Uncaged: Where do you come up with your characters and their names? How much do you pull from people you know?
I usually start with a title and the hero and heroine’s names. That kicks off the story and then I do a character sketch for each character and plop those right at the beginning of the working manuscript. That way I can keep the characterization accurate and tweak if necessary. I also create a Pinterest board for each book so I have visuals and links to something I researched. Some characteristics of people I know filter into a character, but none are based solely on someone I know. And a few times people have asked me to put them in my books. In my Highland Rogue Series, I have added a clan story teller which is loosely based on one of my co-workers.
Uncaged: What is your favorite parts about being an author? What have you found to be the least favorite?
I love writing, the creative process, and seeing my books in print. Even if I tried to turn my muse off, I can’t, stories pop into my head all of the time. I love meeting writers and forging friendships and meeting readers at signings. One thing I do not love is the everyday minutia of marketing. I’m a bit of a techie, so I try to use technology to help me post to multiple social networking sites at one time and populate my Twitter feed with writing articles. I do love interacting on social networking, but sometimes I lose a lot of time on Facebook and/or Twitter – oh and Pinterest! One can spend a lot of time finding inspiration on Pinterest.
Uncaged: What do you like to do when you aren’t writing?
I love to read and cook. We spend a lot of time together as a family and now that our children are getting older, my husband and I are enjoying going to events and restaurants in our city on our own. We also have a new puppy named Cannoli who is keeping us very busy and may well become a character in a children’s book in the future!
Uncaged: I know that my favorites change as I read more and more books, but was the last book you loved? The last book you wanted to throw against a wall (good or bad)?
I always give books a chance, even if I want to throw it against a wall, I finish it.
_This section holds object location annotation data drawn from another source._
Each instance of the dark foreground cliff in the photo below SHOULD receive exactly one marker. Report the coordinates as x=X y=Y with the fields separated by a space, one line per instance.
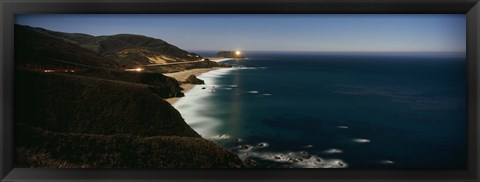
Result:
x=67 y=121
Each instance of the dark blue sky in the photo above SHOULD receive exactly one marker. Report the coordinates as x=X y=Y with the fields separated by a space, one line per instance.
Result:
x=418 y=33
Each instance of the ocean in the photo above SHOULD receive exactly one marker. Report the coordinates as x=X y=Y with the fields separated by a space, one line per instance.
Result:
x=335 y=110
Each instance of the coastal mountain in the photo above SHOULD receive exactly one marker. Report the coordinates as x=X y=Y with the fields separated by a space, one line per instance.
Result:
x=70 y=121
x=37 y=50
x=127 y=49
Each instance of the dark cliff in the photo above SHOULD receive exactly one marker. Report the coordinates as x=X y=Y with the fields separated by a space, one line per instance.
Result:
x=75 y=121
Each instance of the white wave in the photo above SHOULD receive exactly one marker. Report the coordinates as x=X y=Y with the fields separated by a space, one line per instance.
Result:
x=333 y=151
x=361 y=140
x=222 y=60
x=298 y=159
x=220 y=137
x=263 y=145
x=196 y=102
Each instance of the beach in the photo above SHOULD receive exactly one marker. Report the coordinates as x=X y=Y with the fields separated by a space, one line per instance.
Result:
x=182 y=75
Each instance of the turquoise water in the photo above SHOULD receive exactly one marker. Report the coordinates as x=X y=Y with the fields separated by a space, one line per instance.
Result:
x=336 y=110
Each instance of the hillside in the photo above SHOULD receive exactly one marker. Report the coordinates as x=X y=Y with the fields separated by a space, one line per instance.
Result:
x=127 y=49
x=76 y=121
x=36 y=50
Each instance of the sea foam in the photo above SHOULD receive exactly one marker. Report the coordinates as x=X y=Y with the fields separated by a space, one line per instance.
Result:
x=196 y=102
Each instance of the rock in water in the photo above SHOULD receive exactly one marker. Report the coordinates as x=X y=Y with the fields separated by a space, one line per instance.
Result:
x=192 y=79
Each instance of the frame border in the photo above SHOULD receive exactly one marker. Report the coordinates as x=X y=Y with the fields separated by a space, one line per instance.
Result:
x=8 y=8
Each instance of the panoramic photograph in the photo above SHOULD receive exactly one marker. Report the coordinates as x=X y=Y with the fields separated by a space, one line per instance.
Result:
x=355 y=91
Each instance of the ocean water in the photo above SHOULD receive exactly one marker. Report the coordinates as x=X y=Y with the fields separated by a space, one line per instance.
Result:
x=340 y=110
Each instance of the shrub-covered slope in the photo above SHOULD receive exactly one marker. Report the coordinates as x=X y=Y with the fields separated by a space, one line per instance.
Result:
x=75 y=121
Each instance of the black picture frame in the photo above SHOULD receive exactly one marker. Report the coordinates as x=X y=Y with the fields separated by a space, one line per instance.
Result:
x=9 y=8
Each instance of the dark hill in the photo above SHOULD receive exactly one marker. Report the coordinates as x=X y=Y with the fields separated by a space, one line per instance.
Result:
x=127 y=49
x=75 y=121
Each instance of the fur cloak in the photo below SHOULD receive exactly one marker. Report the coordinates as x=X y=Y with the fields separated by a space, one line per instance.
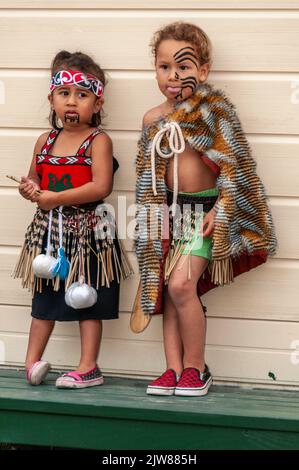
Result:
x=244 y=234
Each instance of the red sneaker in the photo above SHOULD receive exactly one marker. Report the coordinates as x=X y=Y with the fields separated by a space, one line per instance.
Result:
x=194 y=383
x=163 y=385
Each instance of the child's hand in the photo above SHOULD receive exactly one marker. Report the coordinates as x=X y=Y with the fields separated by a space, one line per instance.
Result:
x=46 y=200
x=208 y=223
x=28 y=188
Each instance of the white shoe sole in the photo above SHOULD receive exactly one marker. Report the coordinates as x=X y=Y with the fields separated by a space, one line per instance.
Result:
x=191 y=392
x=160 y=391
x=38 y=372
x=64 y=382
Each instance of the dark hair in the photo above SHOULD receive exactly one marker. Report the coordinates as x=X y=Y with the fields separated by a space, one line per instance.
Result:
x=84 y=63
x=188 y=32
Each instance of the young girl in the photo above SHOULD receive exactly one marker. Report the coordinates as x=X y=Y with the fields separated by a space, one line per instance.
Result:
x=193 y=156
x=70 y=175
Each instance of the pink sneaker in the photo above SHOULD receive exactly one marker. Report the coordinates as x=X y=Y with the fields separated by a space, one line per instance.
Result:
x=194 y=383
x=163 y=385
x=37 y=372
x=75 y=380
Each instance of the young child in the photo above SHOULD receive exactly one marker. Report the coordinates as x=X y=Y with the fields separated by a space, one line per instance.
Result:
x=72 y=169
x=193 y=154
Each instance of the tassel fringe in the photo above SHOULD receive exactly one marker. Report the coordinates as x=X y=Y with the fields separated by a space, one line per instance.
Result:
x=112 y=264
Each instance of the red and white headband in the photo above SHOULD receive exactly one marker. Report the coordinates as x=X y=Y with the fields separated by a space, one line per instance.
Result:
x=80 y=79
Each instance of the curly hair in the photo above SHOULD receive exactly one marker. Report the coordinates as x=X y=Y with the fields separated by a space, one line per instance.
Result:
x=188 y=32
x=84 y=63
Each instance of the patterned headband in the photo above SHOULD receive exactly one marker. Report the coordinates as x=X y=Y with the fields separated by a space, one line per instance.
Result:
x=80 y=79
Sometimes books improve, but I think the main reason is that I know how much work goes into writing and publishing a book.
As for my favorite book, hmmm, this is tough! I have so many authors I love to read and read all of their books. I think Elizabeth St. Michel’s Duke of Rutland Series and Willa Blair’s historicals are wonderful. I also love Misty Simon’s newest contemporary book Cremains of the Day.
Uncaged: What would you like to say to fans, and where can they follow you?
Thank you for reading my books! An author puts a lot of blood, sweat and tears into each book and when someone clicks that buy button, it makes our day. And when you leave a review? It is the best gift an author can receive.